Regardless of your opinion on Brexit, the Presidential election, cabinet picks, or any number of political or social issues, one thing is certain: many people in our country and around the world are experiencing a deep sense of malaise and uncertainty about the direction of nations, economies, cultures, and our whole planetary community.
We don’t need to go into the issues in depth, but some of the most serious can be enumerated quickly: we are 7.5 billion people now and still growing, all these people need to be fed and given a chance at a decent life, and yet Earth’s energy and material resources are finite. The planet and atmosphere cannot sustain our modes of energy production and resource extraction and disposal much longer; it’s quite possible that some of the damage and processes we have set in motion are irreversible. Regarding resource disposal and pollution alone, in his encyclical Laudato Si’ Pope Francis writes:
“Each year hundreds of millions of tons of waste are generated, much of it non-biodegradable, highly toxic and radioactive, from homes and businesses, from construction and demolition sites, from clinical, electronic and industrial sources. The Earth, our home, is beginning to look more and more like an immense pile of filth. In many parts of the planet, the elderly lament that once beautiful landscapes are now covered with rubbish… Frequently no measures are taken until after people’s health has been irreversibly affected.”

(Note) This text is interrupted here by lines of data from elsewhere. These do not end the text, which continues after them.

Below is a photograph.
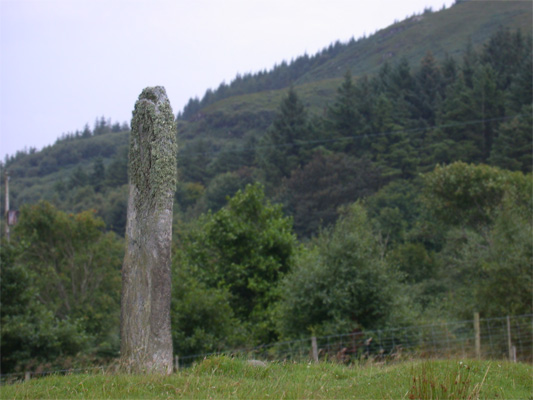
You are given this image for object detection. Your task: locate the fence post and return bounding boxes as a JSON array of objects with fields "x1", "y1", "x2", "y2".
[
  {"x1": 174, "y1": 356, "x2": 179, "y2": 372},
  {"x1": 311, "y1": 336, "x2": 319, "y2": 363},
  {"x1": 25, "y1": 371, "x2": 31, "y2": 382},
  {"x1": 506, "y1": 316, "x2": 515, "y2": 362},
  {"x1": 474, "y1": 312, "x2": 481, "y2": 359}
]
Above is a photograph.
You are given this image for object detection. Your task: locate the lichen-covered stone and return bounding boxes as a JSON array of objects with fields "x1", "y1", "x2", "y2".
[
  {"x1": 129, "y1": 86, "x2": 177, "y2": 212},
  {"x1": 121, "y1": 86, "x2": 177, "y2": 374}
]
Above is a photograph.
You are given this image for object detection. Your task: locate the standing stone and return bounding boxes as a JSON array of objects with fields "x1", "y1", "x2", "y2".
[{"x1": 120, "y1": 86, "x2": 177, "y2": 374}]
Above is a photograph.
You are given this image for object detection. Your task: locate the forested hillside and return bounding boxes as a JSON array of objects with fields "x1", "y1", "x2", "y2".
[
  {"x1": 1, "y1": 0, "x2": 531, "y2": 374},
  {"x1": 178, "y1": 0, "x2": 531, "y2": 118}
]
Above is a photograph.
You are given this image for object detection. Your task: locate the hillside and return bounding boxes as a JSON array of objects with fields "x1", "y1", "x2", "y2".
[
  {"x1": 1, "y1": 0, "x2": 531, "y2": 230},
  {"x1": 175, "y1": 1, "x2": 531, "y2": 188},
  {"x1": 178, "y1": 0, "x2": 531, "y2": 121},
  {"x1": 1, "y1": 0, "x2": 532, "y2": 374}
]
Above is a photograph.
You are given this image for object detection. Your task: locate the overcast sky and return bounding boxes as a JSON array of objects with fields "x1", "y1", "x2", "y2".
[{"x1": 0, "y1": 0, "x2": 455, "y2": 160}]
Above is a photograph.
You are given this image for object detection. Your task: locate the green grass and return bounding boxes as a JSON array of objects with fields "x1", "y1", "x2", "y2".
[{"x1": 2, "y1": 357, "x2": 531, "y2": 399}]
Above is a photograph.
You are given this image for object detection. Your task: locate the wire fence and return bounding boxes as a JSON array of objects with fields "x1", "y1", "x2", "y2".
[
  {"x1": 2, "y1": 314, "x2": 531, "y2": 384},
  {"x1": 178, "y1": 314, "x2": 532, "y2": 367}
]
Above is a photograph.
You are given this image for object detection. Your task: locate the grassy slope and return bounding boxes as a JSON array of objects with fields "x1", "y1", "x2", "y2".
[
  {"x1": 6, "y1": 131, "x2": 129, "y2": 208},
  {"x1": 2, "y1": 358, "x2": 531, "y2": 399},
  {"x1": 6, "y1": 2, "x2": 531, "y2": 191},
  {"x1": 299, "y1": 0, "x2": 533, "y2": 83},
  {"x1": 179, "y1": 1, "x2": 531, "y2": 143}
]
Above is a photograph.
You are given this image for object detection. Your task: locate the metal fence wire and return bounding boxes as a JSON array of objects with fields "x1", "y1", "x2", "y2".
[
  {"x1": 178, "y1": 314, "x2": 532, "y2": 367},
  {"x1": 1, "y1": 314, "x2": 532, "y2": 384}
]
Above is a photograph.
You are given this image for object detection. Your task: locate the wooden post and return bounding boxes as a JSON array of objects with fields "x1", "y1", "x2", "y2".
[
  {"x1": 4, "y1": 171, "x2": 9, "y2": 242},
  {"x1": 174, "y1": 356, "x2": 179, "y2": 372},
  {"x1": 120, "y1": 87, "x2": 177, "y2": 374},
  {"x1": 24, "y1": 371, "x2": 31, "y2": 382},
  {"x1": 506, "y1": 316, "x2": 513, "y2": 362},
  {"x1": 474, "y1": 312, "x2": 481, "y2": 359},
  {"x1": 311, "y1": 336, "x2": 319, "y2": 363}
]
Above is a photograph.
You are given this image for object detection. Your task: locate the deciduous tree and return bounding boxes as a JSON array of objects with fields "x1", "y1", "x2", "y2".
[{"x1": 179, "y1": 183, "x2": 297, "y2": 344}]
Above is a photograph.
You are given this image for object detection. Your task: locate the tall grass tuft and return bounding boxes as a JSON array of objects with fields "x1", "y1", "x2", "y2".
[{"x1": 407, "y1": 361, "x2": 490, "y2": 400}]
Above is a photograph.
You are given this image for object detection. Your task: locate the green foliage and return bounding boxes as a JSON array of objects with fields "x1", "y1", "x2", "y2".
[
  {"x1": 475, "y1": 200, "x2": 532, "y2": 317},
  {"x1": 177, "y1": 139, "x2": 214, "y2": 185},
  {"x1": 481, "y1": 27, "x2": 531, "y2": 92},
  {"x1": 175, "y1": 181, "x2": 205, "y2": 213},
  {"x1": 12, "y1": 202, "x2": 123, "y2": 357},
  {"x1": 3, "y1": 24, "x2": 531, "y2": 238},
  {"x1": 104, "y1": 147, "x2": 128, "y2": 187},
  {"x1": 171, "y1": 261, "x2": 241, "y2": 357},
  {"x1": 279, "y1": 151, "x2": 381, "y2": 237},
  {"x1": 324, "y1": 70, "x2": 363, "y2": 154},
  {"x1": 365, "y1": 179, "x2": 422, "y2": 244},
  {"x1": 101, "y1": 184, "x2": 128, "y2": 235},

Not only are species rapidly being lost as a result of this much frenetic activity and waste generation, but human languages and cultures are going extinct as well; you can research the reality: hundreds of indigenous languages and cultures are endangered and will be extinct by the end of the century unless serious action is taken. The loss of these cultures, many of them still attuned to the natural rhythms of the seasons and the land, tragically reflects the discord and disconnect between our twenty-first century global system and the billion-year-old rhythms of earth.
And, even with a global economy and a United Nations, nationalism, which is really only an expression of a deeper phenomenon—tribalism, remains a powerful force in the world. Biologically, evolutionarily, we’re pulled perpetually toward our respective tribes: the people who look like us, speak like us, comport themselves like us, and live like us, and the danger of tribalism is massively exacerbated by the threat of nuclear war.
Have no illusions about it; the Doomsday Clock, conceived in 1947 and maintained by The Bulletin of the Atomic Scientists’ Science and Security Board, was set at three minutes to midnight, one minute shy of where it was in the 1950s, and only five days ago, was advanced another half-minute closer to midnight. Russia has thousands of nuclear warheads deliverable by ICBMs while the United States has any number of 14 Ohio-class nuclear submarines quietly patrolling the world’s oceans equipped with Trident-II missiles; a single submarine carries 24 missiles, each capable of delivering eight to twelve independently targetable nuclear warheads, with a range of over 7,000 miles. No wonder a 2014 poll conducted by Gallop International found that the United States is, by a long shot, perceived as the greatest threat to peace in the world; imagine what the perception in January 2017 must be.
The environmental situation and the military situation are existential threats for the human race. The alarm bells are ringing. The solutions may be complex, but one thing is certain: any solution to problems of this magnitude must begin within each one of us. And this is the scope of this series of articles: What needs to happen within the perceptions, the minds, and the hearts of people themselves to enable us to participate in what Judaism calls Tikkun Olam: the repairing of the world, the healing of the world—what Catholics might call participation in helping bring about the Kingdom of God.